Maulana Wahiduddin Khan | Creation Plan of God | Al-Risala April 1988
It is a commonly-held belief that poverty breeds crime, and that once we banish poverty, crime will automatically disappear. But this theory is belied by the constantly rising crime rate in the affluent world of the west. The U.S. Justice Department conducted a survey on crime during 1983 which produced frightening statistics: one in three families were victims of a crime, and a U.S. citizen was murdered every half hour. This was despite the economic upswing which America had experienced during that period.
We must face the fact, however unpalatable, that crime is not the result of poverty. It is the result of man’s feeling that he is free to do as he pleases in this world. This is a feeling which is growing, and will continue to grow, the further away we move from God. It permeates all walks of life, vitiating the conduct not only of the deprived and under-educated but of the highly educated and the socially prominent. A case in point is the High Court Judge in Japan, a Mr. Tsuyosni Matsunaga, who, in August 1984, was caught shoplifting two books worth 15 dollars. He could easily have paid for the books, but, as he later told Supreme Court officials, he had acted “on impulse.” He was duly punished and had to resign, but how many crimes go undetected, and how many criminals go unpunished? Certainly, there are many such instances, for neither the police nor the judiciary are fully equipped to deal with the growing volume and complexity of crime in modern times. No matter how just a legal system may be, and no matter how sophisticated the methods of criminal detection, there will always be individuals who think that crime pays, and that honesty does not. And there will always be individuals who indulge in crime for the sheer excitement of it.

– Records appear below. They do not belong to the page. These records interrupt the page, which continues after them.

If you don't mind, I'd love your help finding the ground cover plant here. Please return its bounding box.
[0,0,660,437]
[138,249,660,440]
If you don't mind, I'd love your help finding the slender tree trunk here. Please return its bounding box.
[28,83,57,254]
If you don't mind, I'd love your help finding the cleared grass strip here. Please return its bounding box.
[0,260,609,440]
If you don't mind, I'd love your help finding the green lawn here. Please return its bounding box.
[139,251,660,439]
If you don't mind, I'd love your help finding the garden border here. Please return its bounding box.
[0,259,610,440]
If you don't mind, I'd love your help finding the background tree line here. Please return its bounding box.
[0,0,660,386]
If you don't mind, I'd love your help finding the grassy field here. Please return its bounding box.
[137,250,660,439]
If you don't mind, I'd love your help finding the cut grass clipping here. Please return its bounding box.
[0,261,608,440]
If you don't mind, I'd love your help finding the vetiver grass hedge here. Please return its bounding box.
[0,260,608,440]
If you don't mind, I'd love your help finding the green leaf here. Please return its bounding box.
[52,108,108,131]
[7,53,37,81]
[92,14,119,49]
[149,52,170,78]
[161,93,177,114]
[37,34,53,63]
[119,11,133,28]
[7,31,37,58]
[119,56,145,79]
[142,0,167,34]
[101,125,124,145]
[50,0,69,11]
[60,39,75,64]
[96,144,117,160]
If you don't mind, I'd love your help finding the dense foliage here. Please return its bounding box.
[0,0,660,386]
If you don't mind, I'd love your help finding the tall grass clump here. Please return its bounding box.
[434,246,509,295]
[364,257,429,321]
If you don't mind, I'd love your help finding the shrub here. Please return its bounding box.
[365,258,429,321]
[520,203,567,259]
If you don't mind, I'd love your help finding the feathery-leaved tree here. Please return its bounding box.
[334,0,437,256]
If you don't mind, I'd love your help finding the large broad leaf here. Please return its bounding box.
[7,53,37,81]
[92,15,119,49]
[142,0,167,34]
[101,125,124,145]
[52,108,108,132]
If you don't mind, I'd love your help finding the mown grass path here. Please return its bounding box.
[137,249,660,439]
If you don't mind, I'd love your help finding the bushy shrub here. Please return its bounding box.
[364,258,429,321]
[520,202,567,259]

How can such perverted thinking be made sane and decent again? How can crime–whatever its causes–be finally eradicated? We have seen the inadequacy of law enforcement systems in the most advanced countries in the world and, if we are not to turn to them, where are we to turn? It is only if we re-enter the fold of religion and make ourselves accountable to our Maker, that justice will become a self-enforcing and self-perpetuating principle in our lives. It is only if we concentrate on the fact that we shall have to account for our misdeeds in this world in the divine court of the Hereafter, and that we shall have to suffer the everlasting agonies of God’s retribution in the after-life, that we shall set our feet upon the right path. If man resorts to crime, it is not because he is deprived of material wealth, but because he has deliberately shunned the spiritual wealth which lies in God’s power to give him.